Raja, 61, came out of the court handcuffed shortly before 2pm local time surrounded by policemen who led him away in a car. His lawyer, through whom he has previously denied corruption charges, declined to comment.

Sources said Raja, who was detained on Thursday and has since been charged along with Riad with illicit enrichment, was interrogated by judge Jean Tannous regarding his role in a company based in the British Virgin Islands that he headed called Forry Associates.

Swiss court documents show that it operated as one of several intermediaries of the central bank with local commercial banks on their purchases of government certificates of deposits.

Forry's “only job was to gather all these commissions and fees and redistribute according to the instructions”, Riad told Reuters last month, without specifying what those instructions were.

Lebanon opened an investigation in early 2021 after Switzerland made a request for judicial co-operation, which The National was able to review.

Swiss judges suspect that the Salameh brothers embezzled more than $330 million via Forry’s Swiss bank accounts between 2002 and 2015. A large portion of this sum – $207m – was allegedly then sent to four Lebanese banks, labelled as “private expenses.”

This is the first time that Mr Tannous has interrogated Raja whose brother is facing mounting pressure from the judiciary in Lebanon and abroad.

Mr Tannous's attempt in January to raid the banks mentioned in the Swiss probe was halted at the last minute by public prosecutor Ghassan Oueidate.

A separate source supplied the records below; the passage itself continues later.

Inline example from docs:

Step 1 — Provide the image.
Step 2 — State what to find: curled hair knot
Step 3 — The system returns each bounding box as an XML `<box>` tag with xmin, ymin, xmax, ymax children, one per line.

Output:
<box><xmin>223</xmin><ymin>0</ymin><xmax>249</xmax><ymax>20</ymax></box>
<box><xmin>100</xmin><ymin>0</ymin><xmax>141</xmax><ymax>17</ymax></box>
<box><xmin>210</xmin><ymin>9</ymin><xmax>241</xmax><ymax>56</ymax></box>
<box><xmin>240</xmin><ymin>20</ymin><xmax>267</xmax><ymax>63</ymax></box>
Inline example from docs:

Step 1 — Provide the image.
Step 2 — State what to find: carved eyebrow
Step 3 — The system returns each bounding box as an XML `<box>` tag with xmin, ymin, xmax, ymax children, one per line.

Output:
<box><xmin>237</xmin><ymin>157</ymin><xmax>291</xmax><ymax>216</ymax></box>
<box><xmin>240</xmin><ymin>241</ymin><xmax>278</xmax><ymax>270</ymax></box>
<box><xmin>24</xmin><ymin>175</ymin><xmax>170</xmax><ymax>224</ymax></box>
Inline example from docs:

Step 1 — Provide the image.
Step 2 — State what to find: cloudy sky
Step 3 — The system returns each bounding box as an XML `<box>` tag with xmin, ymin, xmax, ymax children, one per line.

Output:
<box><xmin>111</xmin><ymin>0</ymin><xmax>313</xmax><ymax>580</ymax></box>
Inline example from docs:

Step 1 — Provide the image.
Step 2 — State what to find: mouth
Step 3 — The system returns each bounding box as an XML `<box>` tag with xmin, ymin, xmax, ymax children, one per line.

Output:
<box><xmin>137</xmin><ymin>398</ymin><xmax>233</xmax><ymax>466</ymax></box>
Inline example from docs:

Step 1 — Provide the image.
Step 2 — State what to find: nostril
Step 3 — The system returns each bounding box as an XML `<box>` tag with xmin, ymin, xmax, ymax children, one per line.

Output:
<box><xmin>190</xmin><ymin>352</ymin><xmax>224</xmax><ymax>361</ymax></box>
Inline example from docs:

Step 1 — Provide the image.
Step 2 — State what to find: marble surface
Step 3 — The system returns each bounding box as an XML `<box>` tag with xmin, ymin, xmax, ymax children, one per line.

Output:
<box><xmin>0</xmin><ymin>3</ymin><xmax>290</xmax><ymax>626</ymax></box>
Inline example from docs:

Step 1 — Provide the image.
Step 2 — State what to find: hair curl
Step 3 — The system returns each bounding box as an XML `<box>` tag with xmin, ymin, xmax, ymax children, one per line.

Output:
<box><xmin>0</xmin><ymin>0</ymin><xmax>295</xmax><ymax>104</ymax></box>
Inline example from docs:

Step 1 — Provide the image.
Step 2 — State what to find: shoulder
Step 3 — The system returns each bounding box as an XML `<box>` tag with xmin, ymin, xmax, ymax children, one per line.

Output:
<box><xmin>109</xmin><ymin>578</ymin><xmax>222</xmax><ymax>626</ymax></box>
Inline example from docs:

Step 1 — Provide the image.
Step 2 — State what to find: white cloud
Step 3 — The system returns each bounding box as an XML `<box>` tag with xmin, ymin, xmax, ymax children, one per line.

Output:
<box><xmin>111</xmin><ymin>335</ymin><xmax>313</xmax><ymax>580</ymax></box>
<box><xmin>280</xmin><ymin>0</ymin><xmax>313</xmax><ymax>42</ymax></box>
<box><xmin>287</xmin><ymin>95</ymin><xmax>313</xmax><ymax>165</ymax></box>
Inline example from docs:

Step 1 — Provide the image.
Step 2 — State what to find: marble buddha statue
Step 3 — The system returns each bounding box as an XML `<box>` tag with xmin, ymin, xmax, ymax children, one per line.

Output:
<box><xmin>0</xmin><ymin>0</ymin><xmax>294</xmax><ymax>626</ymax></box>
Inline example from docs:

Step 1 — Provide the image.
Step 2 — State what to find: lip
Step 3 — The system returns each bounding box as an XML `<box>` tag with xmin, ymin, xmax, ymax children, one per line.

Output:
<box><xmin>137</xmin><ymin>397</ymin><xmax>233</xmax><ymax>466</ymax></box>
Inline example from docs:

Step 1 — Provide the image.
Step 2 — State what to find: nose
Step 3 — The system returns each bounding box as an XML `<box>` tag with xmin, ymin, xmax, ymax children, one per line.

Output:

Reports indicate that Mr Oueidate acted under pressure from Prime Minister Najib Mikati, who has denied intervening in the judicial process.

Raja was detained last week by another Lebanese judge Ghada Aoun in Baabda, south-east of Beirut. Without an arrest warrant, Ms Aoun could not keep Raja in detention for more than four days.

Judicial sources said that she transferred her investigation to Mount Lebanon First Investigative Judge Nicolas Mansour, who will decide whether to keep Raja detained. Raja’s current judicial status remains unclear.

Ms Aoun charged the Salameh brothers on Monday with illicit enrichment. They are presumed innocent.

There was little sympathy for the brothers outside Beirut’s Palace of Justice, where guards, once made aware of Raja’s identity, criticised Lebanon’s political and financial class which they said had “starved its people”. “Do you know how much I make a month today? $40,” said one.

Brother of Lebanon's Central Bank Governor arrested

Brother of Lebanon's Central Bank Governor arrested

This is about 15 times less than before the collapse of Lebanon’s financial system in 2019. Most of the Lebanese public blames the crisis on the corruption of the country’s ruling class.

Ms Aoun’s charges came as part of an investigation prompted by a complaint filed last month by a group of Lebanese lawyers accusing the two men, as well as a Ukrainian woman who lives in France and has a daughter with Riad, of buying property in Europe using funds transferred from Forry Associates.

Riad, 71, has repeatedly defended himself by referring to an audit of the central bank that exonerates him and which he commissioned in November.

The audit is not public. At least five European countries are investigating the central bank governor for money laundering.

Riad, governor of the Banque du Liban since 1993, remains a crucial member of a government team that has been in talks with the IMF for two years over a much-needed bailout.

He did not attend a hearing scheduled for Monday and Ms Aoun charged him in absentia, Reuters reported.

Raja has since 2012 been a board member of Solidere, a public-private partnership that manages central Beirut.